Global Commodities React to U.S. Tariffs with Oil Drop, Gold Surge
Fri, April 04, 2025Oil Slides, Gold Soars as Investors React to Economic Uncertainty
Global commodity markets are reeling from the ripple effects of President Donald Trump’s newly imposed tariffs, unveiled on April 3, 2025. While energy commodities like oil and gas were spared from the tariffs, market sentiment has been anything but calm. Crude oil prices fell sharply, with Brent crude dropping $1.97 to $72.98 per barrel and West Texas Intermediate (WTI) falling $2.01 to $69.70. Traders are responding to fears of slowing global economic growth that could reduce fuel demand.
Adding to the tension, the Russian central bank issued a cautionary statement noting that the tariff escalation may fuel global inflation and undercut growth—two forces that typically exert downward pressure on oil prices.

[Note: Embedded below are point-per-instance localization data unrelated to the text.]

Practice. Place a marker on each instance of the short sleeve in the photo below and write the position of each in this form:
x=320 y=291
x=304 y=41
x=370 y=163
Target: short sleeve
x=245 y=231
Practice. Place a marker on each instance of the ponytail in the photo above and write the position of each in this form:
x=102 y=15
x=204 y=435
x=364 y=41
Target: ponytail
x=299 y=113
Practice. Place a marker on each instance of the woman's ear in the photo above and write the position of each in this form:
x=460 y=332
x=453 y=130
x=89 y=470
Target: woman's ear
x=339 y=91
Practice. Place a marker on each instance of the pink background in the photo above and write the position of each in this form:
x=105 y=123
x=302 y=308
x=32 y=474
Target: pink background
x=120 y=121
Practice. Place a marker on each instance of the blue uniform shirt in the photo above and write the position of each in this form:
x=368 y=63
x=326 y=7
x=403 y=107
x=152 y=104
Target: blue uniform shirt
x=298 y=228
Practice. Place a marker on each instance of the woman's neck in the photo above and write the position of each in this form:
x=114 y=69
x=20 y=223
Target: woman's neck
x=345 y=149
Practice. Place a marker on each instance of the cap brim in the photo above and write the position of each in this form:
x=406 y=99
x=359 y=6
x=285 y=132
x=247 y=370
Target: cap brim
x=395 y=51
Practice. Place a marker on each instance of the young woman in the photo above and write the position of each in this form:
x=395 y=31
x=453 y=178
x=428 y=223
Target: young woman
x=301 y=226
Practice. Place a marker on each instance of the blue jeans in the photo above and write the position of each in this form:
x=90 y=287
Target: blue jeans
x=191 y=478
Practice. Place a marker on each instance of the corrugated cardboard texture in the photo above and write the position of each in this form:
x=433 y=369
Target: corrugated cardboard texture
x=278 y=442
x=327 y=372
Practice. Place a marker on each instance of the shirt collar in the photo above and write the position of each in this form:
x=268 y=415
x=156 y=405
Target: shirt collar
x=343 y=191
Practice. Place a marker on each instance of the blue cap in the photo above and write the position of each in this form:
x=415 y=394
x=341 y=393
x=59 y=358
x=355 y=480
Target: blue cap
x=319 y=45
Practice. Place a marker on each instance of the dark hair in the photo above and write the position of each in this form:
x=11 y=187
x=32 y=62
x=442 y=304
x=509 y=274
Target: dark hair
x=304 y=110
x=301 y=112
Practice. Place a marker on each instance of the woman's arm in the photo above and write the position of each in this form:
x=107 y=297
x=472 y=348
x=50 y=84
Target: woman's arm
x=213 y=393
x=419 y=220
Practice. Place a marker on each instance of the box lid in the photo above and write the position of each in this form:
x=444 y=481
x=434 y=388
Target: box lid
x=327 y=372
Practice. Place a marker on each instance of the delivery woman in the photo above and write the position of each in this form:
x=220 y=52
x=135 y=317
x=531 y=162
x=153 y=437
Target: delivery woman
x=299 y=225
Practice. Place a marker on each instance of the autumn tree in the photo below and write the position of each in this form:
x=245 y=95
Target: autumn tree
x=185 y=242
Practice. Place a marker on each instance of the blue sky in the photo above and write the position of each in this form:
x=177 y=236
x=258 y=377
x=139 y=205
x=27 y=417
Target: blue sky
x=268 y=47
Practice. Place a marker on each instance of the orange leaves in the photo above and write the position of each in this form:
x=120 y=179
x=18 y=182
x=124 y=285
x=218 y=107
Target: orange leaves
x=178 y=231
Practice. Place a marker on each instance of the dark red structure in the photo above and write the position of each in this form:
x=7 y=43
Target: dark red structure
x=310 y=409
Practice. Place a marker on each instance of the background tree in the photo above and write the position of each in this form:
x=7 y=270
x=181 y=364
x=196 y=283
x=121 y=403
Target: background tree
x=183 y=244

This dovetails with a broader market narrative expecting recession-like conditions in the coming quarters, reducing demand for industrial commodities across the board.
In contrast, gold has emerged as a clear winner amid the turmoil. Investors poured into the precious metal as a safe haven, pushing gold prices to a record high of $3,167.57 per ounce. HSBC responded by raising its gold outlook, predicting average prices of $3,015 in 2025 and $2,915 in 2026. Geopolitical tensions, inflation fears, and equity market volatility have all reinforced gold’s traditional role as a portfolio stabilizer.
Read Bloomberg’s full analysis of the gold surge and inflation outlook.
Metal and Agriculture Commodities Face Supply Chain and Demand Shocks
In the industrial metals market, copper has become a flashpoint for logistical and pricing volatility. The CME spot copper price hit a record $5.277 per lb, driven by expectations of new U.S. tariffs and supply chain constraints. However, prices on the London Metal Exchange (LME) lagged, as traders scramble to meet U.S. requirements for deliverable copper brands. This mismatch is disrupting usual flows and injecting uncertainty into global pricing mechanisms.
Meanwhile, the agriculture sector is experiencing a realignment in trade routes. Ukraine, in particular, is poised to capitalize on the shift. As U.S. agricultural products face higher import costs due to retaliation or reduced competitiveness, buyers are turning to Ukrainian corn, which offers logistical stability and favorable pricing. Analysts suggest Ukraine could significantly increase market share in several key importing regions.
At the same time, coffee and cocoa prices have dipped amid concerns that American consumer demand could soften under the weight of broader economic pressure and costlier imports. These commodities are highly sensitive to demand trends in the U.S., the world’s largest coffee market.
For more on shifting global agricultural trends, check out Reuters’ commodity insights.
The current shake-up across commodities underscores the far-reaching consequences of a shifting U.S. trade strategy. From energy and metals to grains and softs, markets are recalibrating quickly. In the coming weeks, traders and policymakers alike will be watching for signs of stabilization—or further escalation.